Comment un acquéreur calcule réellement le prix de votre entreprise
La plupart des dirigeants de PME pensent connaître la valeur de leur entreprise. Ils ont en tête un multiple d'EBITDA "dans mon secteur, c'est entre 5x et 7x" et ils en déduisent un prix. C'est logique mais c'est aussi très incomplet.
En réalité, un acquéreur ne part pas du multiple pour arriver au prix. Il fait le chemin inverse : il part de ce qu'il est prêt à payer et utilise le multiple pour le justifier.
Le multiple est un résultat, pas un point de départ
Quand un acquéreur évalue votre entreprise, il ne cherche pas à appliquer mécaniquement un ratio sectoriel. Il construit un raisonnement économique propre : combien cette entreprise va-t-elle me rapporter, dans quel délai, avec quel niveau de risque ?
Le multiple affiché en fin de négociation n'est que la traduction arithmétique de ce raisonnement. Deux entreprises du même secteur, avec le même EBITDA, peuvent recevoir des offres à 4,5x et 7x. La différence ne vient pas du marché. Elle vient de ce que l'acquéreur a vu, ou n'a pas vu, dans chacune d'entre elles.
Ce que l'acquéreur regarde vraiment
Au-delà des résultats financiers, un acquéreur évalue plusieurs dimensions qui vont directement influencer le prix qu'il propose.
La visibilité des revenus futurs : un chiffre d'affaires récurrent (contrats long terme, abonnements, commandes renouvelées) réduit le risque perçu. Un CA volatile, même élevé, le fait augmenter.
La dépendance au dirigeant : si l'entreprise repose sur une seule personne pour les relations clients, la stratégie commerciale et les décisions opérationnelles, l'acquéreur intègre un risque de transition. Ce risque se traduit en décote ou en clause d'earn-out contraignante.

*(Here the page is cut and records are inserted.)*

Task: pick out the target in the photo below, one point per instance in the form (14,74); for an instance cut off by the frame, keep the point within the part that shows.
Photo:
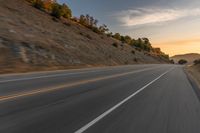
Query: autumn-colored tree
(117,36)
(38,4)
(66,11)
(48,4)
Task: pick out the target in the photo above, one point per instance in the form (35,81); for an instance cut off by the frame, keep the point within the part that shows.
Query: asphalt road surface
(124,99)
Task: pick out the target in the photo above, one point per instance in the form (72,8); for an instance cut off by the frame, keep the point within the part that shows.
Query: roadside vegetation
(182,62)
(197,62)
(63,11)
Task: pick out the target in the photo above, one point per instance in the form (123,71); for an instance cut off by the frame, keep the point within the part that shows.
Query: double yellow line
(59,87)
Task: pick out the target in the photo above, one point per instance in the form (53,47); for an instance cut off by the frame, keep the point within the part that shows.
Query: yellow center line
(33,92)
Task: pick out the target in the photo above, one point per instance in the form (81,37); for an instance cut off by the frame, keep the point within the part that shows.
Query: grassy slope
(189,57)
(194,71)
(31,40)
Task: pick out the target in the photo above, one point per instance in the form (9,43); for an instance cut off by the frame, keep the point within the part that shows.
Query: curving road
(124,99)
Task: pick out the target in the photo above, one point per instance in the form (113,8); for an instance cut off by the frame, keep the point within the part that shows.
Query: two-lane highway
(125,99)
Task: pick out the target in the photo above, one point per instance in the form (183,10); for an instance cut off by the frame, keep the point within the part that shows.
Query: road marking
(23,94)
(49,76)
(84,128)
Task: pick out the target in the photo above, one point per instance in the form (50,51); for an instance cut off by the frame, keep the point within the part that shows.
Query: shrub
(61,10)
(133,52)
(135,59)
(56,10)
(115,44)
(197,61)
(89,37)
(38,4)
(182,61)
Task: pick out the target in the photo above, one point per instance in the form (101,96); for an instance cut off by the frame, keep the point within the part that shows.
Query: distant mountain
(32,40)
(189,57)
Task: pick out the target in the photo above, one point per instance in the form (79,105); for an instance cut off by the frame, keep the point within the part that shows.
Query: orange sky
(180,46)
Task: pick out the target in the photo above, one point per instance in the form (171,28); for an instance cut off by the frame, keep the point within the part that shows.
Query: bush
(182,62)
(133,52)
(38,4)
(115,44)
(56,10)
(61,10)
(196,62)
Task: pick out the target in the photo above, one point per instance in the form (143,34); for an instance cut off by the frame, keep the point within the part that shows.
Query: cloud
(143,16)
(188,41)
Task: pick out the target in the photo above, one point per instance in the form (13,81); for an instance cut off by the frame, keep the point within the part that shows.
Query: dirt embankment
(32,40)
(194,72)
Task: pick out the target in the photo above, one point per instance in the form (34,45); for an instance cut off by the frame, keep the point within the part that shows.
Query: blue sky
(168,23)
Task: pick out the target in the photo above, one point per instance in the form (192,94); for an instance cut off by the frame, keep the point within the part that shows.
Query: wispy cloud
(143,16)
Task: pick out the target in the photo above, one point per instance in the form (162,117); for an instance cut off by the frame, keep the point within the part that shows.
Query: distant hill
(31,39)
(189,57)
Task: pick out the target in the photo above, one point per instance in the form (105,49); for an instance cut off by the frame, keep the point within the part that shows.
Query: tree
(56,10)
(197,61)
(127,39)
(117,36)
(66,11)
(39,4)
(182,61)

La concentration client : quand un seul client représente 30 % ou plus du chiffre d'affaires, c'est un signal d'alarme. Pas parce que ce client va partir, mais parce qu'il pourrait partir. Et cette possibilité suffit à peser sur la valorisation.
La qualité du reporting : un acquéreur veut des chiffres fiables, granulaires, comparables sur plusieurs exercices. Si vos données financières demandent un travail d'interprétation, il retraitera à la baisse. Systématiquement.

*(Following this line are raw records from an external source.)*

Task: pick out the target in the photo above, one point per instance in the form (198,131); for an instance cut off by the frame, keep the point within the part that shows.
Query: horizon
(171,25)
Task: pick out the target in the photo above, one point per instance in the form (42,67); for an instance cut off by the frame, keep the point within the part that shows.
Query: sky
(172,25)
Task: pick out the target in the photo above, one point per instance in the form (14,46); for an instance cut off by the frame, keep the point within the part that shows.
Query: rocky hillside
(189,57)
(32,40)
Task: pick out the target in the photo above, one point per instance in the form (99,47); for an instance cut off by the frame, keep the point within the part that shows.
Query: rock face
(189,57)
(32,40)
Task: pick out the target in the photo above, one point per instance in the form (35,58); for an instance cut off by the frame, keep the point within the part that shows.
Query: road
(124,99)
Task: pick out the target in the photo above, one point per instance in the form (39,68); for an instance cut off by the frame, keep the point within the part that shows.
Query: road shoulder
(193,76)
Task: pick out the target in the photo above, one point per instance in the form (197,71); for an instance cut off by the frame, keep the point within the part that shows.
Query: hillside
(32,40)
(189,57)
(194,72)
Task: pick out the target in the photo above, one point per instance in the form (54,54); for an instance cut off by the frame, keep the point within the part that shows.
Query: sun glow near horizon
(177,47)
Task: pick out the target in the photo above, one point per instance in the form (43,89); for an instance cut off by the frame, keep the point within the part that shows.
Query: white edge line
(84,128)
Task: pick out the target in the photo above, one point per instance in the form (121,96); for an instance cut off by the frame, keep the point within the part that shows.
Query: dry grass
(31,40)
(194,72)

Les synergies réalisables : un acquéreur stratégique paie plus cher quand il voit des leviers concrets de création de valeur post-acquisition — accès à un nouveau marché, mutualisation de coûts, complémentarité de savoir-faire. Encore faut-il que ces leviers soient identifiables dans la manière dont votre entreprise est structurée et présentée.
L'écart entre votre estimation et l'offre reçue n'est pas un accident
Ce décalage, que beaucoup de dirigeants vivent comme une déception, est en réalité parfaitement prévisible. Il reflète la différence entre une valorisation théorique basée sur un ratio et une valorisation réelle construite sur l'analyse de risque.
Le dirigeant pense : "Mon EBITDA est de 1 M€, le multiple moyen dans mon secteur est 6x, donc mon entreprise vaut 6 M€." L'acquéreur pense : "L'EBITDA normatif après retraitements est de 850 K€, le risque opérationnel justifie un multiple de 5x, donc ma base de négociation est à 4,25 M€."
L'écart n'est pas une question de mauvaise foi. C'est une question de grille de lecture.
Préparer, c'est influencer cette grille
Vous ne pouvez pas empêcher un acquéreur de faire son analyse de risque. Mais vous pouvez faire en sorte que cette analyse tourne en votre faveur. En réduisant les zones de fragilité avant qu'il ne les identifie. En structurant votre entreprise pour qu'elle réponde aux critères qui font monter le multiple. En arrivant à la table de négociation avec un récit documenté, pas avec une intuition.
C'est tout l'enjeu de la préparation en amont : ne pas subir le prix, mais contribuer à le construire.